Previous Post Gets Worse
I’m addicted to the news. I know this. But I really wish I wasn’t. I had this nice little post I was going to write just before bed. Short and sweet. It was entitled, “Off the Market” and all it said was, “Go see Lars and the Real Girl.”
Unfortunately, I chose to read the Age. Now it’s 1:53 in the morning and I have to write a post that’s going to get me all agitated right before bed.
The child described in my previous post was also group raped at seven. Really, the whole situation is just appalling and you can read about it here because I just can’t detail it all.
No one denies there’s a problem with child abuse in some Aboriginal communities. The Little Children Are Sacred report clearly identified this, but there’s a myriad of politics caught up in it, as well.

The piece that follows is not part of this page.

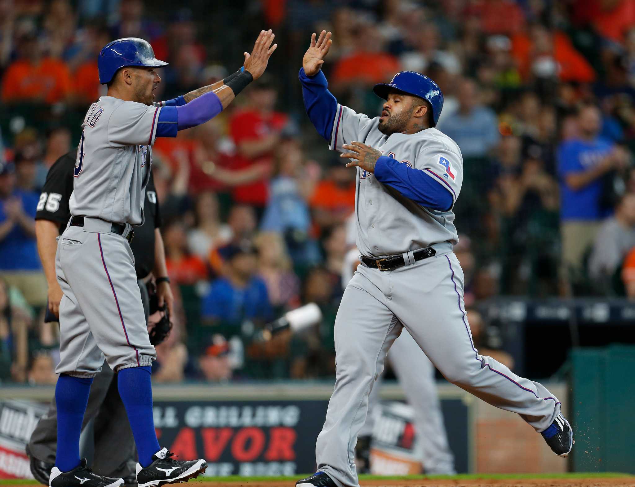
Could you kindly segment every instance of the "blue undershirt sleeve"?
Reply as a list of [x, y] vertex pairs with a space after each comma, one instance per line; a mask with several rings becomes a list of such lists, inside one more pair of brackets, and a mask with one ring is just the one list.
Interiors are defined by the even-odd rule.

And part of what is upsetting is the tone taken in the unsigned AAP piece to which I’ve linked above:
The child - who cannot be named - was gang-raped at the age of seven in Aurukun on Cape York in 2002, and was later put into foster care with a non-indigenous family in Cairns.

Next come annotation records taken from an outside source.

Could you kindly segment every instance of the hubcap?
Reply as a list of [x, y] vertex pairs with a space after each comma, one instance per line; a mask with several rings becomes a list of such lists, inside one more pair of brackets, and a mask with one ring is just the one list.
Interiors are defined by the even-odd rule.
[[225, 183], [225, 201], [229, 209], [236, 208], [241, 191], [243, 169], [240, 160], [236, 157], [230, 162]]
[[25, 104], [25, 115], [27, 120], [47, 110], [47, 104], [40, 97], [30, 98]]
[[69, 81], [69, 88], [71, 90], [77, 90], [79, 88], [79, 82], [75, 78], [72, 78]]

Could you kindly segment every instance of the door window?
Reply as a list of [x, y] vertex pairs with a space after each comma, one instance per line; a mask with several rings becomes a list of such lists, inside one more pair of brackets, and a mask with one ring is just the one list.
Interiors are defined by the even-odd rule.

However, child safety officers in April 2006 returned her to Aurukun, where she was raped again at the age of 10.
…
The girl is now in the care of the Child Safety Department away from Aurukun.
The juxtaposition of the girl’s safety with the non-indigenous (presumably white) family before being thrown back to the dogs, so to speak, is just not the proper way to address a story with this much emotional and political content. The subtext of this article just screams ‘Intervention in Queensland.’
Most disturbingly, it seems to suggest that separating Aboriginal children from their families and communities is the only way to ’save’ them. I don’t think ‘been there, done that‘ is a strong enough sentiment.
This is a highly emotional issue - and rightly so. Such a situation requires incredibly careful, nuanced reporting. This is a hard news piece; it’s not really the place for detailed analysis. And this is a breaking story. But missing here is any voice from the community, any sense that these are acts committed by and inflicted on real people. They just seem to be things spoken about.
I don’t think I can say that’s equally disturbing, but it’s definitely part of the problem. And, more importantly, part of the reason why the problem exists in the first place.
These early pieces are going to set the tone for what looks to be a national debate about expansion of the Intervention. I just hope a traumatized young girl isn’t going to become the latest cudgel with which to beat indigenous Australians.